Investigative journalism of the NRC brought to light that the Dutch NCTV (the National Coordinator for Counterterrorism and Security) uses fake social media accounts to track Dutch activists. The agency also targets activists working in the social justice or anti-discrimination space and tracks their work, sentiments and movements through their social media accounts. This is a clear example of how digital communication allows governments to intensify their surveillance and criminalisation of political opinions outside the mainstream.

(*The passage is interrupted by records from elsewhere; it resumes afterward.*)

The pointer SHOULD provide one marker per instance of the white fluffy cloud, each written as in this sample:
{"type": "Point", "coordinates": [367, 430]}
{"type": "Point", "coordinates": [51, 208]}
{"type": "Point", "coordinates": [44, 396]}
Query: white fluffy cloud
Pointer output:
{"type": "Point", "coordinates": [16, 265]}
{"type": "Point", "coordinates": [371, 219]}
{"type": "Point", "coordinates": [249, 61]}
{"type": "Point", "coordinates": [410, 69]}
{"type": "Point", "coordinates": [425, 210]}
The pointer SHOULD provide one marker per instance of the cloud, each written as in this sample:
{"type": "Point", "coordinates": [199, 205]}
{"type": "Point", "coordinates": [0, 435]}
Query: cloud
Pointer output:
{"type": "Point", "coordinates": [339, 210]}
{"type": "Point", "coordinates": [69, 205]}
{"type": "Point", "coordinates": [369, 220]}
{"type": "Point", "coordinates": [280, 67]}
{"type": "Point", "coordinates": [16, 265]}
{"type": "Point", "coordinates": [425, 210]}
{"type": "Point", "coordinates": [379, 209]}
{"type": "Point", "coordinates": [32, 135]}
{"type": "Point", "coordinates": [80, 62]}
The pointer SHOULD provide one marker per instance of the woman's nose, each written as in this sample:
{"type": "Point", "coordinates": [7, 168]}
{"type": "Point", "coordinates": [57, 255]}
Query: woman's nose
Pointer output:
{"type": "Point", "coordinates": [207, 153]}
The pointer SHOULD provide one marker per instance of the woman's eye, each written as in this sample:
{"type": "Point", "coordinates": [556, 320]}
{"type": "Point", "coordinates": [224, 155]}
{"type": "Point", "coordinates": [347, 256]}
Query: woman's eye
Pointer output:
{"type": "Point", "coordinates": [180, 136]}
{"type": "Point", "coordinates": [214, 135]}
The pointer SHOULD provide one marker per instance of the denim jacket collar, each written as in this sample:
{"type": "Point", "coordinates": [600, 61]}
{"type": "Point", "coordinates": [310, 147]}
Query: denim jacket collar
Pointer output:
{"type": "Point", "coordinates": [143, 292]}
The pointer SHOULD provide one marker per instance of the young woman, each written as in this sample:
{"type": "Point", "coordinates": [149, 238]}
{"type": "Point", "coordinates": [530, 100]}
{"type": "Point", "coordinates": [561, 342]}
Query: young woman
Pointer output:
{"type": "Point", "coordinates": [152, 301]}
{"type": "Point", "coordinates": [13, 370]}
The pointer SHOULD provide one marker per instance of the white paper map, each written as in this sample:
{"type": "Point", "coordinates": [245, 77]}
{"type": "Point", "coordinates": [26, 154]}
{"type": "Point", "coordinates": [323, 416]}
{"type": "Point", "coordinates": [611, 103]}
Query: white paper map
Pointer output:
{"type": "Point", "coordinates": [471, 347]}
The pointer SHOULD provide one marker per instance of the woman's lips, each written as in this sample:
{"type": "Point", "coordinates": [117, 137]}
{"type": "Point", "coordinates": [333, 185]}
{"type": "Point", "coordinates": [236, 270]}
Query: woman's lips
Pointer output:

Even though it falls outside of its legal mandate, the agency has been secretly tracking and keeping tabs on a broad range of activists in the Netherlands. Since these revelations last year the Ministry of the Interior, responsible for the NCTV, has responded by attempting to expand this legal mandate by proposing a new law. This law, currently up for debate in parliament, would considerably extend the competencies of the NCTV. The government is pushing forward even though the Autoriteit Persoonsgegevens (Dutch Data Protection Authority) as well as the Raad van State (Council of State) have strongly advised against doing so.
Civil society organisations such as Amnesty and Bits of Freedom have been campaigning against the law with Amnesty recently starting a petition directed at parliament. Recently, Merel Koning, Senior Advisor Technology and Human Rights at Amnesty International in the Netherlands, spoke (in Dutch) on Radio 2 about this situation.